Time for another list like the last two or three I’ve done over the last 4+ years (and that I’m too lazy to search for). It’s good for the soul; it cleanses the BS tolerance palate so you can ingest more without dying.
And I do not mean to be cryptic. This list is flat-out take-it-at-face-value. In fact, misery loves company, so please feel free to add to this list. In fact, I covet your additions. Please…add.
Today’s Hate List
- Going to bed at 10 because you got up at 3 yesterday, only to wake up at 2:30 a.m. and not be able to get back to sleep until around, oh, 15 minutes before the alarm goes off.

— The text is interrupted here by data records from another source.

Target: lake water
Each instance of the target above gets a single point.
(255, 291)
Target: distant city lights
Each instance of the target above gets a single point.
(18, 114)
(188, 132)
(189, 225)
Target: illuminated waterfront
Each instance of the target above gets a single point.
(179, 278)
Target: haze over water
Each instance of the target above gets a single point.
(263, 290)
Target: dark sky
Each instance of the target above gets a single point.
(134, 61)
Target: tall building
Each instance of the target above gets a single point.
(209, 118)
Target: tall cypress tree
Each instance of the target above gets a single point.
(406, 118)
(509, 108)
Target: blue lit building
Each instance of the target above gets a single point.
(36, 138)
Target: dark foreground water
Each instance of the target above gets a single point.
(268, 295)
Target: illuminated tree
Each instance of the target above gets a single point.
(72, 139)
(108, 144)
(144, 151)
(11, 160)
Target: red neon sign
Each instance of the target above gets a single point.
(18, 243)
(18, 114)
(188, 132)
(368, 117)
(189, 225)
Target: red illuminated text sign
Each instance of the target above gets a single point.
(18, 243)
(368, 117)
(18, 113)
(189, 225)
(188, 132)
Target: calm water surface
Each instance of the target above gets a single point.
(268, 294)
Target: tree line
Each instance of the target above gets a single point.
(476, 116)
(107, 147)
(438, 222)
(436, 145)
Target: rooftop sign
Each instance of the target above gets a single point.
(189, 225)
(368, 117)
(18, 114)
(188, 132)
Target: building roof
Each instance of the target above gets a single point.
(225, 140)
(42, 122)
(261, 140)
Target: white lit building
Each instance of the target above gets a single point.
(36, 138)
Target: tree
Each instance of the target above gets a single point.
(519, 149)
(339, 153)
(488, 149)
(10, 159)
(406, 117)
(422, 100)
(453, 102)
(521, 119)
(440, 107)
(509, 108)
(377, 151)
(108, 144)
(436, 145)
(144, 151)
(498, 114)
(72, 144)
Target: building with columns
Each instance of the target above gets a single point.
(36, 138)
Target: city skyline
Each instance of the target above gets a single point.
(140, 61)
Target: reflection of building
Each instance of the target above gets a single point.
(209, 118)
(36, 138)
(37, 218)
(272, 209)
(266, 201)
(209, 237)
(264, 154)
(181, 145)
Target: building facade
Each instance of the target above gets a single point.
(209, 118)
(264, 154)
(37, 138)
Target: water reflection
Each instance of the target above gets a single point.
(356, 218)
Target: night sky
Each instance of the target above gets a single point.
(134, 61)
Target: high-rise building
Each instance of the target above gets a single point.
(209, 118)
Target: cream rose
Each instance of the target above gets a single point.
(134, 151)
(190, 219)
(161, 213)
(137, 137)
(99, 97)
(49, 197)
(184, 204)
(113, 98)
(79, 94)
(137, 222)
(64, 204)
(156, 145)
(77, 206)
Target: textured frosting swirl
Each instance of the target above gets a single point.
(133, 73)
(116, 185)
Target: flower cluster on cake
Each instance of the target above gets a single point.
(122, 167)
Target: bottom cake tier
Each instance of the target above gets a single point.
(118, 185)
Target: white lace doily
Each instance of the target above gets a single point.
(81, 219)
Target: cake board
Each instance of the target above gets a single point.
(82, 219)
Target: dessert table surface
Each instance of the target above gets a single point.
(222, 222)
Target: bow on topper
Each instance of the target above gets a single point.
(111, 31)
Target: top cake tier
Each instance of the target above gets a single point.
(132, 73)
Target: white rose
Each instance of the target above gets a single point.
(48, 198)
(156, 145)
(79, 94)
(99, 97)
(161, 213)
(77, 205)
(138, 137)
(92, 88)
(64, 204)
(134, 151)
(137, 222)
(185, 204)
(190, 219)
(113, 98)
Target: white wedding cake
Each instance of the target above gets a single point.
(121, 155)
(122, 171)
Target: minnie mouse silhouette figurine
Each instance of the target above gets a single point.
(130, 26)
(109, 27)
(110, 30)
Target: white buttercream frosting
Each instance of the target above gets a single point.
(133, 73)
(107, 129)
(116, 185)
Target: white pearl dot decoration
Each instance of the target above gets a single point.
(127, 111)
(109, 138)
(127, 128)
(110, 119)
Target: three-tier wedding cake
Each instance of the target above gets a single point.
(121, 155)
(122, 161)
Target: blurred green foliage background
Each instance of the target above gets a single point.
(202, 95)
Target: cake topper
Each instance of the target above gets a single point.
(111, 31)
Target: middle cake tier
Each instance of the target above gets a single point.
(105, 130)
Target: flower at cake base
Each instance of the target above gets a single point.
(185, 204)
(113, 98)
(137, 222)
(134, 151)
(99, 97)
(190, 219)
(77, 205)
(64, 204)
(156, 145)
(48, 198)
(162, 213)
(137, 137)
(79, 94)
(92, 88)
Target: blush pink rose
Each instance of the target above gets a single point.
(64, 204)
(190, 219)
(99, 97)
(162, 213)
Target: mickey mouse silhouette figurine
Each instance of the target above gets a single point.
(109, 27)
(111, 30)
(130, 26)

- All. Political. Campaigns. I swear to the gods, if Congress doesn’t reform the way they’re done, I’m going to appear at rallies with a big ol’ ratty fly swatter and storm the podium every time one of these jokers makes a personal attack on the other. So alert Homeland Security; I’m comin’.
- Closed minds that think the Bible is a cut-and-dried instruction manual, and that an ape could understand what God obviously wants. (If that is so, why is there not a single Christian denomination espousing doctrine upon which everyone agrees? Why are there fifteen translations and centuries-long bickering about the intent? I’ll stop here for now.)
- Smelling the remnants of last night’s dinner when you come downstairs in the morning. I spent 15 minutes wiping down my kitchen with Clorox cleaner, washing the walls and taking out the garbage this morning. Juuuuuust what I wanted to do before coffee.
- This one makes the list every dang time: hateful people. I am ashamed of my unclean thoughts about them, and also about including hateful people on a “hate” list — I know, it makes no sense, but work with me here. I’m in a mood. Look, we’re all damaged, right? Everyone falls down. It’s the people who aren’t the least bit concerned with the building-back-up process that grate on me. Shame, shame, shame.
- Getting a cold. Yes, fiends, it’s time for my annual Fall Grippe.
OK, time to let fly. What grates on you this day? There has to be something, unless you’re one of those “every day is a unicorn party on a fluffy cloud with My Pretty Pony” type people, in which case you’re #7 on today’s list.